И Меженецкий был так страшен, что доктор поспешил уйти.

X

Произошло ли это от приемов лекарств, или он пережил кризис, или поднявшаяся злоба на доктора вылечила его, но с этой поры он взял себя в руки и начал совсем другую жизнь.

«Вечно держать меня здесь они не могут и не станут, — думал он. — Освободят же когда-нибудь. Может быть, — что всего вероятнее, — изменится режим (наши продолжают работать), и потому надо беречь жизнь, чтобы выйти сильным, здоровым и быть в состоянии продолжать работу».

Он долго обдумывал наилучший для этой цели образ жизни и придумал так: ложился он в девять часов и заставлял себя лежать — спать или не спать, все равно — до пяти часов утра. В пять часов он вставал, убирался, умывался, делал гимнастику и потом, как он себе говорил, шел по делам. И в воображении он шел по Петербургу, с Невского на Надеждинскую, стараясь представлять себе все то, что могло встретиться ему на этом переходе: вывески, дома, городовые, встречающиеся экипажи и пешеходы. В Надеждинской он входил в дом своего знакомого и сотрудника, и там они, вместе с пришедшими товарищами, обсуживали предстоящее предприятие. Шли прения, споры. Меженецкий говорил и за себя и за других. Иногда он говорил вслух, так что часовой в окошечко делал ему замечания, но Меженецкий не обращал на него никакого внимания и продолжал свой воображаемый петербургский день. Пробыв часа два у приятеля, он возвращался домой и обедал, сначала в воображении, а потом в действительности, тем обедом, который ему приносили, и ел всегда умеренно. Потом он, в воображении, сидел дома и занимался то историей, математикой и иногда, по воскресеньям, литературой. Занятие историей состояло в том, что он, избрав какую-нибудь эпоху и народ, вспоминал факты и хронологию. Занятие математикой состояло в том, что он делал наизусть выкладки и геометрические задачи. (Он особенно любил это занятие.) По воскресеньям он вспоминал Пушкина, Гоголя, Шекспира и сам сочинял.

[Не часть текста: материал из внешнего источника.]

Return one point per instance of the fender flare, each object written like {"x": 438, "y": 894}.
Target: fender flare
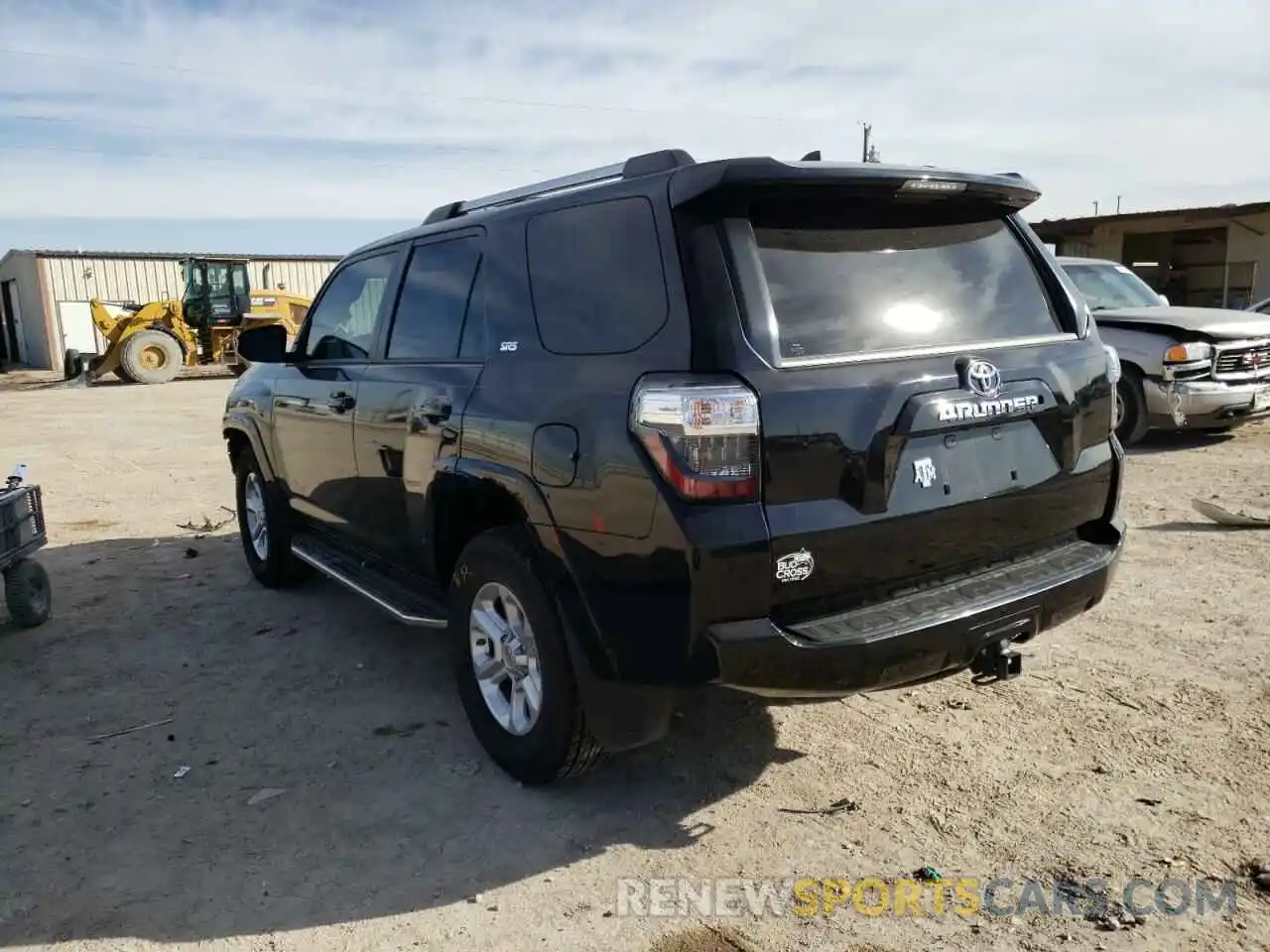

Перед сном он еще делал маленькую экскурсию, в воображении ведя с товарищами, мужчинами и женщинами, шуточные, веселые, иногда серьезные разговоры, иногда бывшие прежде, иногда вновь выдумываемые. И так шло дело до ночи. Перед сном он для упражнения делал в действительности две тысячи шагов в своей клетке и ложился на свою койку и большей частью засыпал.

На другой день было то же. Иногда он ехал на юг и подговаривал народ, начинал бунт и вместе с народом прогонял помещиков, раздавал землю крестьянам. Все это, однако, он воображал себе не вдруг, а постепенно, со всеми подробностями. В воображении его революционная партия везде торжествовала, правительственная власть слабела и была вынуждена созвать собор. Царская фамилия и все угнетатели народа исчезали, и устанавливалась республика, и он, Меженецкий, избирался президентом. Иногда он слишком скоро доходил до этого, и тогда начинал опять сначала и достигал цели другим способом.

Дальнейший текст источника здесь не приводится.